PEGASUS: Pre-training with Extracted Gap-sentences for Abstractive Summarization

Paper source pic

The authors designed a pre-training self-supervised objective (called gap-sentence generation) for Transformer encoder-decoder models to improve fine-tuning performance on abstractive summarization. The hypothesis is that he closer the pre-training self-supervised objective is to the final down-stream task, the better the fine-tuning performance.
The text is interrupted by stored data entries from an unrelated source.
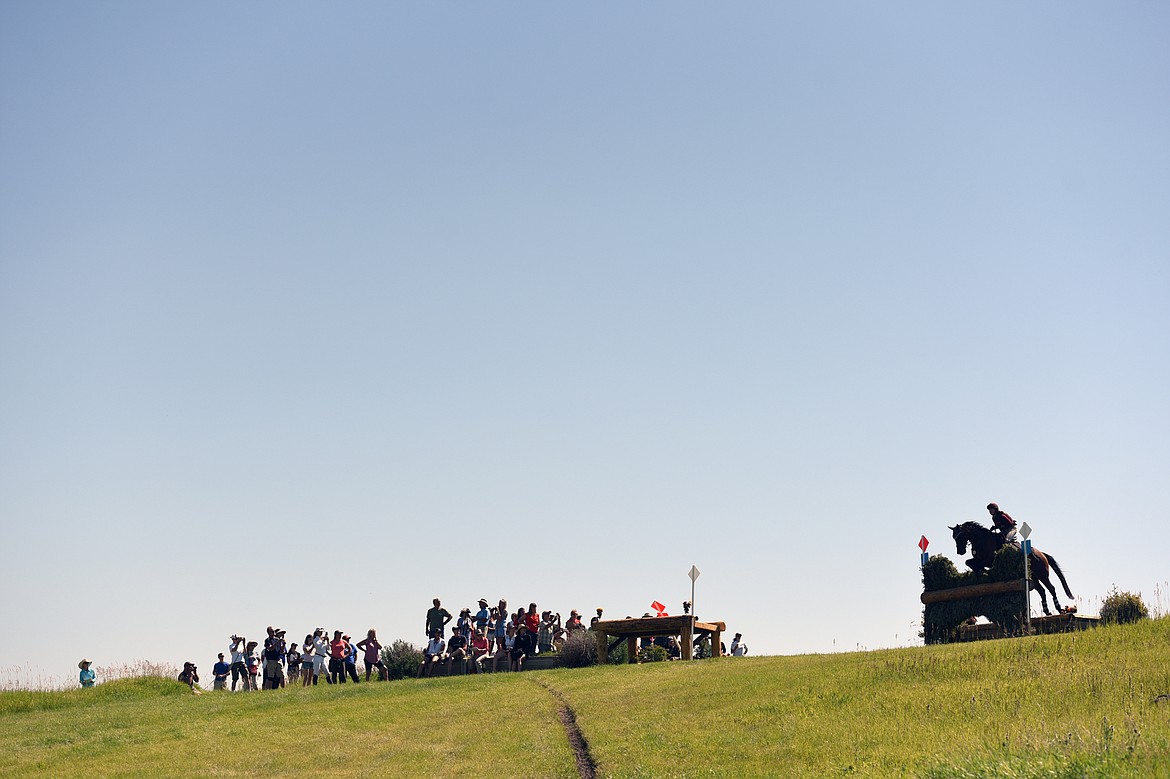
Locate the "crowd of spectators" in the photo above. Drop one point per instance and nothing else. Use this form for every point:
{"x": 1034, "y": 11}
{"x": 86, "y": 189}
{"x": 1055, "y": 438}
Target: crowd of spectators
{"x": 490, "y": 634}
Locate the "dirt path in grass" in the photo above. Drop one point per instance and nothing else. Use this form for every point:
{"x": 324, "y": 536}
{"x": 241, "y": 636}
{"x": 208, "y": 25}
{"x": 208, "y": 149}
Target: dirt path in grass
{"x": 585, "y": 764}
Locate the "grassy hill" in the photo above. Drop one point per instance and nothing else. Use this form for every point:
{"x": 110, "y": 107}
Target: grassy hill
{"x": 1080, "y": 704}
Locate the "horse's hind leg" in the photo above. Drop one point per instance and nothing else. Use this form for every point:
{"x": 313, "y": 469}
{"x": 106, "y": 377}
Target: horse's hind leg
{"x": 1055, "y": 601}
{"x": 1044, "y": 601}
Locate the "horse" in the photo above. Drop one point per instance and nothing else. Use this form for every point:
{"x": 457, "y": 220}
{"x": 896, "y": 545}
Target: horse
{"x": 985, "y": 543}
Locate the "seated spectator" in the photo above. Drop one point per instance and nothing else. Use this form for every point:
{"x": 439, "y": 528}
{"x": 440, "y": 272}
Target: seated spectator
{"x": 456, "y": 649}
{"x": 480, "y": 648}
{"x": 433, "y": 654}
{"x": 509, "y": 642}
{"x": 219, "y": 673}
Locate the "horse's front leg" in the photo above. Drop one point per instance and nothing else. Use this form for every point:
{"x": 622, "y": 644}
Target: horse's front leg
{"x": 1044, "y": 601}
{"x": 1055, "y": 601}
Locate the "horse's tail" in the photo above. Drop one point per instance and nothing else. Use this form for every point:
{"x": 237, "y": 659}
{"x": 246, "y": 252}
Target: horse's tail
{"x": 1055, "y": 566}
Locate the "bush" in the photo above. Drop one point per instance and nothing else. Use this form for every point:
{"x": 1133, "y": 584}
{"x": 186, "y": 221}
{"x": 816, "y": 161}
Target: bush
{"x": 579, "y": 650}
{"x": 1122, "y": 607}
{"x": 653, "y": 654}
{"x": 401, "y": 659}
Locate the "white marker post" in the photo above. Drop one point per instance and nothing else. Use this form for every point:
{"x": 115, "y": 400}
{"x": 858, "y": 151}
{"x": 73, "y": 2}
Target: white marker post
{"x": 1025, "y": 531}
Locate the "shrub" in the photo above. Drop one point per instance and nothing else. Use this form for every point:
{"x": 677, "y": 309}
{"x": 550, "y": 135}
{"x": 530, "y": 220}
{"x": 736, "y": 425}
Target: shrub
{"x": 401, "y": 659}
{"x": 652, "y": 654}
{"x": 1122, "y": 607}
{"x": 579, "y": 650}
In PEGASUS pre-training, several whole sentences are removed from documents and the model is tasked with recovering them. An example input for pre-training is a document with missing sentences, while the output consists of the missing sentences concatenated together. This is an incredibly difficult task that may seem impossible, even for people, and we don’t expect the model to solve it perfectly. However, such a challenging task encourages the model to learn about language and general facts about the world, as well as how to distill information taken from throughout a document in order to generate output that closely resembles the fine-tuning summarization task. The advantage of this self-supervision is that you can create as many examples as there are documents, without any human annotation, which is often the bottleneck in purely supervised systems.
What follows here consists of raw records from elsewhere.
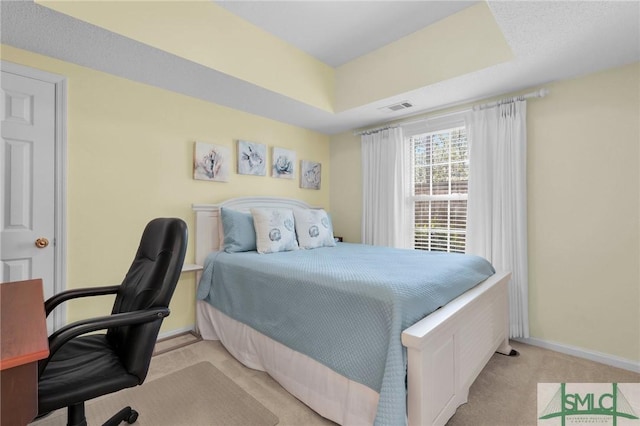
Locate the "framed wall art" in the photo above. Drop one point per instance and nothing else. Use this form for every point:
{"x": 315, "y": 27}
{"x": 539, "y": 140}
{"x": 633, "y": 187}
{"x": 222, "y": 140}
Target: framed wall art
{"x": 211, "y": 162}
{"x": 283, "y": 163}
{"x": 310, "y": 174}
{"x": 252, "y": 158}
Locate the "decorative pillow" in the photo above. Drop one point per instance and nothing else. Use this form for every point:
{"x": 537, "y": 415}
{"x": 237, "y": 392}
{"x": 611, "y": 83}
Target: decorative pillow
{"x": 275, "y": 230}
{"x": 238, "y": 230}
{"x": 314, "y": 229}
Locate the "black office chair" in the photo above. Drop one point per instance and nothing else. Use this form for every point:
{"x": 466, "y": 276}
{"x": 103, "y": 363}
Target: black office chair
{"x": 79, "y": 367}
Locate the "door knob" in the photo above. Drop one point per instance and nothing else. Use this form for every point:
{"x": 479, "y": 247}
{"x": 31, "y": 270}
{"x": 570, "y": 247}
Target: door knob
{"x": 42, "y": 242}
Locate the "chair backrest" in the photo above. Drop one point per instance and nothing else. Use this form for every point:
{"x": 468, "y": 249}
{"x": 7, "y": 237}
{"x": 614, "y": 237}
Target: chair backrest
{"x": 149, "y": 283}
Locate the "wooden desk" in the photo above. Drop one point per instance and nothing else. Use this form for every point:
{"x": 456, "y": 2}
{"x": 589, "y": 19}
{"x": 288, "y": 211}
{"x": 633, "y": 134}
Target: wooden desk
{"x": 23, "y": 341}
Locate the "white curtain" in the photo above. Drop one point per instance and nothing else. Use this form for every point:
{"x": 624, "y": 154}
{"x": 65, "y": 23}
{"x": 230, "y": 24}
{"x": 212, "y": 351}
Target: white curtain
{"x": 384, "y": 183}
{"x": 497, "y": 204}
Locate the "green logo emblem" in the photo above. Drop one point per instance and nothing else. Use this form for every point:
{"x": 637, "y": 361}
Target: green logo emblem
{"x": 565, "y": 404}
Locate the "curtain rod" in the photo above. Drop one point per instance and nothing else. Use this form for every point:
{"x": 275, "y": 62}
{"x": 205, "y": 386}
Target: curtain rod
{"x": 537, "y": 94}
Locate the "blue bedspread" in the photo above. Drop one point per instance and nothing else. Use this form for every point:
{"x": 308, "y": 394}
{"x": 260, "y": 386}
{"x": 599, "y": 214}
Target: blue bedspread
{"x": 344, "y": 306}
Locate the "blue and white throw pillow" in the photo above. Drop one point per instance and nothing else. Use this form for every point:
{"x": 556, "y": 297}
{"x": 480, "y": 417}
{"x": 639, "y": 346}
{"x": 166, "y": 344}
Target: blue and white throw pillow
{"x": 238, "y": 230}
{"x": 275, "y": 230}
{"x": 314, "y": 228}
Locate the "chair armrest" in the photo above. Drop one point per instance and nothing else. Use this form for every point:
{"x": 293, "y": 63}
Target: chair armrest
{"x": 68, "y": 332}
{"x": 57, "y": 299}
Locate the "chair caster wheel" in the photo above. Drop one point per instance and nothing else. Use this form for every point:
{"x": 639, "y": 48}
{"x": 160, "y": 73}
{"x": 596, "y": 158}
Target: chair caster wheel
{"x": 132, "y": 417}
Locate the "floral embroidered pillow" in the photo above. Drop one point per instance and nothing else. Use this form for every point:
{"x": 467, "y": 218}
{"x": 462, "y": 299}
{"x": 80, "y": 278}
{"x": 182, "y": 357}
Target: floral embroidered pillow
{"x": 275, "y": 230}
{"x": 314, "y": 228}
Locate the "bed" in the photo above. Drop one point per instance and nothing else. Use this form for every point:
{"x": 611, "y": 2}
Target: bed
{"x": 443, "y": 352}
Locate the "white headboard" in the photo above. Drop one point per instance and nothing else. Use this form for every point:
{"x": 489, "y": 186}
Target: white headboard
{"x": 209, "y": 227}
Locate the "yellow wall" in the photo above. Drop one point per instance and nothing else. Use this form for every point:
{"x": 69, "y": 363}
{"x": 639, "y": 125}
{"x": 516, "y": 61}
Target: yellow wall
{"x": 583, "y": 210}
{"x": 130, "y": 156}
{"x": 424, "y": 58}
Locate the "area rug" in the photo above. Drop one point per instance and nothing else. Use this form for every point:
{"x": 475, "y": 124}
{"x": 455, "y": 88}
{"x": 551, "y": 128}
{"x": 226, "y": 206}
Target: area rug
{"x": 197, "y": 395}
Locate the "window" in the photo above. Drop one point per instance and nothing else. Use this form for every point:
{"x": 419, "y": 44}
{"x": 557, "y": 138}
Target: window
{"x": 439, "y": 181}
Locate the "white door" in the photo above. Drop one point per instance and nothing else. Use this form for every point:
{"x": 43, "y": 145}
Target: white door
{"x": 27, "y": 168}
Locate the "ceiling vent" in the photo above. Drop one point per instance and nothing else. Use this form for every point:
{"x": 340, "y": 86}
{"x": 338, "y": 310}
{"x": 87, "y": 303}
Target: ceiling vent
{"x": 397, "y": 107}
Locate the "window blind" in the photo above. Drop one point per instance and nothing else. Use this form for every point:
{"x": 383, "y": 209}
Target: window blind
{"x": 440, "y": 177}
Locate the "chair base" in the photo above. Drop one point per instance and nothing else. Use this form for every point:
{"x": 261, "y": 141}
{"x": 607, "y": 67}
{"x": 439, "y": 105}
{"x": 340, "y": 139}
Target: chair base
{"x": 76, "y": 416}
{"x": 127, "y": 414}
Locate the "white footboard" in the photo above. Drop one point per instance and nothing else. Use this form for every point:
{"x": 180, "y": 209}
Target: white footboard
{"x": 448, "y": 349}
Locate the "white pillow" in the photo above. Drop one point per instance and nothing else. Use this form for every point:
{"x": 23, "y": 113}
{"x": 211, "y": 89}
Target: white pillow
{"x": 275, "y": 230}
{"x": 314, "y": 229}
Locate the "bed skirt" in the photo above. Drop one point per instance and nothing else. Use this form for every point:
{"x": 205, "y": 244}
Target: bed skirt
{"x": 326, "y": 392}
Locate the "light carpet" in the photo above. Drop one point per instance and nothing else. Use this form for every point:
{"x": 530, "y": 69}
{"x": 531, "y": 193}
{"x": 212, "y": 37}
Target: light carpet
{"x": 197, "y": 395}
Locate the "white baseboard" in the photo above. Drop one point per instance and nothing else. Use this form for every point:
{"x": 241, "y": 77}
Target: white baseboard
{"x": 600, "y": 357}
{"x": 168, "y": 334}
The authors found out that choosing “important” sentences to mask worked best, making the output of self-supervised examples even more similar to a summary. They automatically identified these sentences by finding those that were most similar to the rest of the document according to ROUGE metric. Similar to T5, the model is pre-trained on a very large corpus of web-crawled documents, and then fine-tunedd on 12 public down-stream abstractive summarization datasets, resulting in new state-of-the-art results as measured by automatic metrics, while using only 5% of the number of parameters of T5. The datasets were chosen to be diverse, including news articles, scientific papers, patents, short stories, e-mails, legal documents, and how-to directions, showing that the model framework is adaptive to a wide-variety of topics.